La tensión entre el idealismo y la realidad permite entender mejor cómo funciona la democracia. El realismo exige prudencia, moderación, uso de los cauces institucionales establecidos y respeto a las normas. El idealismo, en cambio, empuja a la transformación de las sociedades de acuerdo con un modelo intelectual y moral que considera superior. Un ejemplo lo tenemos con la inmigración incontrolada. Por un lado, resulta difícil no reconocer que éticamente todos deberíamos tener el derecho de poder trabajar y vivir libremente en cualquier país. Por el otro, la aceptación de la realidad implica asumir que, a partir de ciertas magnitudes, ese ideal resulta difícil de implementar y, a menudo, incluso contraproducente. De ahí que un lugar común del pensamiento político sea citar una conocida frase de Voltaire: "Lo óptimo es enemigo de lo bueno".

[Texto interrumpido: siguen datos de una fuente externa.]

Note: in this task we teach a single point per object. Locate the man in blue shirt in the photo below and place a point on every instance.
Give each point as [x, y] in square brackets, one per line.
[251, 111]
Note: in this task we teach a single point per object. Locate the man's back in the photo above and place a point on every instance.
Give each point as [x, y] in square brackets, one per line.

Un ejemplo de esta tensión no resuelta lo hemos tenido estos días con la dramática explosión de violencia callejera que tuvo lugar en el barrio de Lavapiés, en Madrid, tras la trágica muerte del vendedor ambulante senegalés Mame Mbaye. La dificultad en perfilar una solución ordenada y efectiva a una realidad que desborda con mucho el espacio de las políticas locales resulta meridiana. De acuerdo con un informe elaborado por Cáritas, dos tercios de los vendedores ambulantes ilegales se encuentran en situación irregular, lo que los convierte en potenciales víctimas del abuso de todo tipo de mafias de la falsificación, al tiempo que subraya el riesgo de la exclusión social. La lógica humanitaria nos invita necesariamente a plantear el problema con toda su crudeza, que supera -y con mucho- al marco estricto de las sanciones administrativas y el decomiso de bienes. Pero a la vez, haríamos mal si dejáramos de lado los legítimos derechos de los comerciantes, para los que lógicamente la venta ambulante ilegal supone una injusta competencia desleal, además de la pérdida de derechos que supone para el consumidor la adquisición de productos falsificados, carentes, por tanto, de las imprescindibles garantías que ofrecen las leyes españolas y comunitarias.

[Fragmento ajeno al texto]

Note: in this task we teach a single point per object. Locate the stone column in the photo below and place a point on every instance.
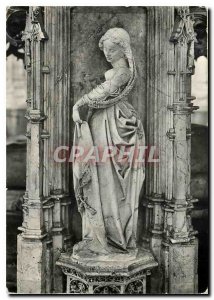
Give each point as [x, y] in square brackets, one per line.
[57, 103]
[46, 225]
[31, 242]
[160, 57]
[168, 203]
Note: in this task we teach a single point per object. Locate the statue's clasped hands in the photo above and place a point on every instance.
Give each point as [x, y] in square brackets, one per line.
[76, 115]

Entre la realidad y el idealismo, obviar la cuestión de la venta ambulante ilegal resultaría, como poco, irresponsable. Actualmente, el ayuntamiento de Palma prohíbe esta actividad a través del artículo 80 de la ordenanza de ocupación de la vía pública, aunque tras el acuerdo que alcanzó el equipo de gobierno hace dos semanas, la actividad de venta ambulante pasará a estar regulada a través de otra vía. Las posturas en el propio pacto de izquierdas no son unánimes, ya que mientras el PSOE reclama una regulación más nítida que permita a las partes saber a qué atenerse, los otros dos socios -Més y Podem- abogan por un articulado más laxo. En todo caso, cualquier solución viable pasa por encontrar un vía que regularice la venta ilegal, refuerce las garantías al consumidor e impida la competencia desleal. Y aunque, en última instancia, se trata de una cuestión que excede el campo de las competencias municipales, y requiere de la forzosa participación de las autoridades nacionales y europeas, la proximidad al ciudadano conduce a que el primer paso tenga que ser local. La clase política no debe llamarse a engaño: afrontar el debate siempre será preferible a la fatigosa tentación del escapismo.